The foreign secretary confirmed that bilateral aid to African nations will fall by almost £900 million by 2028-29, a drop of 56 per cent, as part of saving efforts intended to free up funds for defence spending, according to The Guardian.
The news came after months of speculation about the government's spending priorities, particularly in the wake of global tensions that have prompted calls for increased military investment.
Analysts warn that the reductions could be the steepest among G7 countries, affecting programmes that support vulnerable populations across Africa, the Middle East, and other low-income regions.
Impact on Education and Healthcare Across Africa
For countries like Ethiopia, Mozambique, Rwanda, Tanzania, and Zambia, the cuts are expected to have a direct effect on children, older adults, and people with disabilities.
Bond, the UK network for international development NGOs, highlighted that fewer girls and children with disabilities may be able to attend school in South Sudan, while cuts in Somalia could hinder women and children from accessing essential healthcare.
'The most vulnerable will feel the impact first,' said Romilly Greenhill, CEO of Bond. 'Africa and the Middle East, both home to some of the world's least-developed countries, will be forced to pay the highest price because of the reduced budget.'
The reductions mean that bilateral overseas development aid will fall from £818 million in 2026 to £677 million by 2029. The government has stated that part of the plan involves pivoting to multilateral aid contributions, including through the World Bank and African Development Bank, rather than direct funding to individual countries.
Focus on Conflict Zones and Multilateral Partnerships
Officials have indicated that aid will now be concentrated on countries facing active conflict or humanitarian crises, such as Palestine, Sudan, and Ukraine.
Lebanon will continue to receive protected funding this year, reflecting the current intensity of regional conflict. Meanwhile, aid to G20 countries outside of conflict zones, including Brazil, India, Indonesia, and South Africa, will largely be phased out, though a small allocation for refugee support in Turkey will remain.
Development minister Jenny Chapman said the aid cuts are part of a planned change in how the UK gives help abroad. Instead of traditional funding for daily services, the focus will now be on partnerships that provide expertise, investment, and long-term development. Countries like Malawi, Mozambique, and Sierra Leone are reportedly supportive of projects that strengthen financial systems and clean energy, rather than receiving direct day-to-day aid.
Pushback from Critics
Critics, however, are worried about the move.

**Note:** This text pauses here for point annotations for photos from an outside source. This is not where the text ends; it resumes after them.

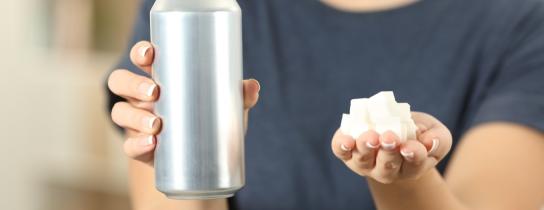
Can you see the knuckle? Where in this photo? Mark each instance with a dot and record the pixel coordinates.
(117, 111)
(127, 147)
(391, 165)
(365, 158)
(113, 78)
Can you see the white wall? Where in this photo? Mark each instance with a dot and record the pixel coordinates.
(54, 128)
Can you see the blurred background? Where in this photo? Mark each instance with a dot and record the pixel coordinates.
(59, 150)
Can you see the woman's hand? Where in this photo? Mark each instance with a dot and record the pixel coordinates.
(136, 114)
(385, 159)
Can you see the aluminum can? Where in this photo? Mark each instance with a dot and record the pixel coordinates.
(198, 67)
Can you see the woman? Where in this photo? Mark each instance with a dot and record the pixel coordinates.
(476, 66)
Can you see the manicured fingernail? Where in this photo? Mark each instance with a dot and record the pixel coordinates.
(434, 147)
(258, 84)
(343, 147)
(371, 146)
(407, 155)
(147, 141)
(150, 121)
(147, 88)
(388, 145)
(143, 50)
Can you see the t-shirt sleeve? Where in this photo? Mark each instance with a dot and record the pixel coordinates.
(140, 32)
(516, 92)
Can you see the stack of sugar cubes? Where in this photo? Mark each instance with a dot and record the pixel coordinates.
(379, 113)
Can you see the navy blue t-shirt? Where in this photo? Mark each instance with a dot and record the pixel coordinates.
(465, 62)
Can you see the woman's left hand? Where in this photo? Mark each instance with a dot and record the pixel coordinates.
(386, 159)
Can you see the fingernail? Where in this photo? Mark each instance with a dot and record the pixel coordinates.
(369, 145)
(343, 147)
(143, 51)
(150, 121)
(147, 88)
(435, 145)
(258, 85)
(388, 145)
(147, 141)
(407, 155)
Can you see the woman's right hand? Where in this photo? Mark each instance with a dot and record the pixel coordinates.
(136, 114)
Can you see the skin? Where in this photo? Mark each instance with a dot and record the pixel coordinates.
(496, 166)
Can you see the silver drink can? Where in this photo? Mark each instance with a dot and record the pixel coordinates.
(198, 67)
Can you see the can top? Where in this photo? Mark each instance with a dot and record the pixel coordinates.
(195, 5)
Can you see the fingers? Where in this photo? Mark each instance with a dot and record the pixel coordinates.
(139, 146)
(368, 145)
(415, 159)
(251, 93)
(434, 135)
(142, 55)
(127, 116)
(342, 145)
(129, 85)
(388, 159)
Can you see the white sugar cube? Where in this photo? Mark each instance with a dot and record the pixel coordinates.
(381, 113)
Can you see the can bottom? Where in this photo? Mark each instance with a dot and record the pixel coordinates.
(200, 195)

Fleur Anderson, Labour MP for Putney, said cutting aid while increasing defence spending could make the world less stable. She warned that without strong development support, crises are not prevented—they are just delayed.

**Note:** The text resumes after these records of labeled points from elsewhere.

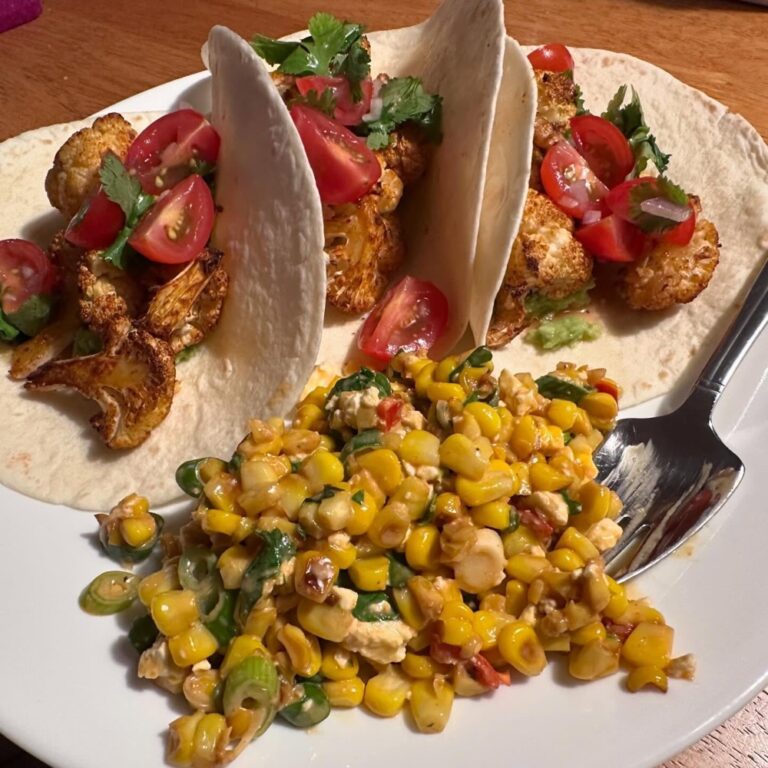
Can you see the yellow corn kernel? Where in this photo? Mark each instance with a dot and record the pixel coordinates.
(419, 666)
(579, 543)
(588, 633)
(527, 567)
(463, 456)
(192, 646)
(597, 658)
(338, 663)
(638, 611)
(240, 647)
(309, 416)
(370, 574)
(488, 624)
(649, 645)
(521, 648)
(320, 469)
(344, 693)
(330, 622)
(181, 738)
(424, 378)
(304, 652)
(384, 467)
(420, 448)
(600, 406)
(390, 526)
(385, 693)
(431, 703)
(492, 514)
(409, 608)
(174, 611)
(446, 366)
(565, 559)
(546, 478)
(219, 521)
(261, 618)
(640, 677)
(422, 549)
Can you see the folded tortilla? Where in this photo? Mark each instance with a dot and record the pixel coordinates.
(254, 363)
(716, 155)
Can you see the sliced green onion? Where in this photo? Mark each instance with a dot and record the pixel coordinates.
(110, 592)
(254, 685)
(311, 708)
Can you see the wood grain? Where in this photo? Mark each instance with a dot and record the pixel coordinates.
(81, 55)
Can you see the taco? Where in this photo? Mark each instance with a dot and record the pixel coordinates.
(643, 252)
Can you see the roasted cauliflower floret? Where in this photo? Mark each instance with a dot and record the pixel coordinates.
(545, 258)
(556, 106)
(75, 172)
(184, 310)
(673, 274)
(364, 247)
(132, 379)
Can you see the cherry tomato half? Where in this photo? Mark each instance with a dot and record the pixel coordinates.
(604, 147)
(178, 225)
(554, 57)
(25, 271)
(570, 182)
(344, 166)
(612, 239)
(347, 111)
(412, 315)
(161, 154)
(96, 224)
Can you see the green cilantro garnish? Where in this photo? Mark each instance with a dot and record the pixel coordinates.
(125, 190)
(661, 187)
(404, 99)
(631, 122)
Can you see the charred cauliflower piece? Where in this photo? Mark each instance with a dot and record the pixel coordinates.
(132, 380)
(364, 246)
(184, 310)
(673, 274)
(545, 258)
(556, 106)
(75, 172)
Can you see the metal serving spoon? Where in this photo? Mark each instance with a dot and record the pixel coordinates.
(673, 472)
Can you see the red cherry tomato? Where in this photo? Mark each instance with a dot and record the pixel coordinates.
(569, 181)
(344, 166)
(554, 57)
(604, 147)
(534, 520)
(177, 227)
(96, 224)
(412, 315)
(347, 111)
(25, 271)
(612, 239)
(482, 670)
(388, 410)
(162, 152)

The Foreign, Commonwealth and Development Office (FCDO) said the changes are meant to focus on international security priorities. Some global programmes, like Gavi (the vaccine alliance), the British Council, and BBC World Service, will continue to receive funding. Meanwhile, costs for housing asylum seekers in UK hotels—about £2 billion a year—will still come from the aid budget.
These cuts bring UK overseas aid to its lowest level since records began in 1970, reducing spending to just 0.24 per cent of gross national income by 2027-28.
Officials say the UK will still be one of the world's top five aid donors and hope to gradually return spending to the legal target of 0.7 per cent when possible.